Все-таки наш дядя Степа первоклассный психолог. Однако меня так просто не проведешь. Я ведь тоже психолог хоть куда.
— Вот видишь, — говорю я Степану Рюмкину. — Я же тебе говорил. Сейчас самое главное — я иду в рейс. Остальное меня не волнует.
— И перестань на меня так смотреть, — говорю я ему. — Мне все эти смотрины надоели. Иди уж лучше к своим геологам.
— Ну, чего уставился на меня? — говорю. — Что тебе, больше смотреть некуда? Посмотри лучше на небо, посмотри, какое оно чистое и красивое. Посмотри, какое оно безоблачное. Посмотри на взлетное поле. Ведь это лучшее поле мира — ты это знаешь? Посмотри, какое оно гладкое. Посмотри еще куда- нибудь. А на меня тебе смотреть нечего. Совсем это необязательно.
— А если ты так уж по мне соскучился, — говорю я своему дяде Степе, — что не можешь на меня не смотреть, то смотри хоть по-человечески. И перестань молчать. И без тебя тошно.
А он все смотрит и молчит. Прямо пытка какая-то, честное слово.

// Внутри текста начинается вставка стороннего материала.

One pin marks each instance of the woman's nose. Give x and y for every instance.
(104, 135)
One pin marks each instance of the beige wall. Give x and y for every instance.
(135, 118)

— На твоем месте я бы этого не делал, — говорит он наконец. — Я понимаю, что от звездных трасс отказаться трудно. Но на твоем месте я бы отказался.
— Тебе легко.
— Нет, — говорит он мне. — Но ты не видел Манина.
— Пристал со своим Маней, — говорю я ему. — Главное, что я иду в рейс.
— Возможно, но…
— Но?
— Я боюсь за тебя, Саша. Боюсь, что ты свихнешься или станешь трусом. Как Манин. Но это, конечно, глупости. Слухом земля полнится.
Никаких сил у меня не осталось терпеть такое.
— Ладно, — говорю, — выкладывай. Только, пожалуйста, покороче.
— Может, не стоит?
— Нет уж, — говорю я, — рассказывай. Выкладывай, раз уж начал.
И вот мы уже, покинув территорию порта, идем по проспекту в прогулочном темпе, и Степан Рюмкин подробно рассказывает мне, как он вернулся однажды из звездного рейса, как встретил своего однокурсника Манина, и о чем они с Маниным говорили, и как Манин при этом выглядел. Самая обычная история. За последние два дня мне такие поднадоели.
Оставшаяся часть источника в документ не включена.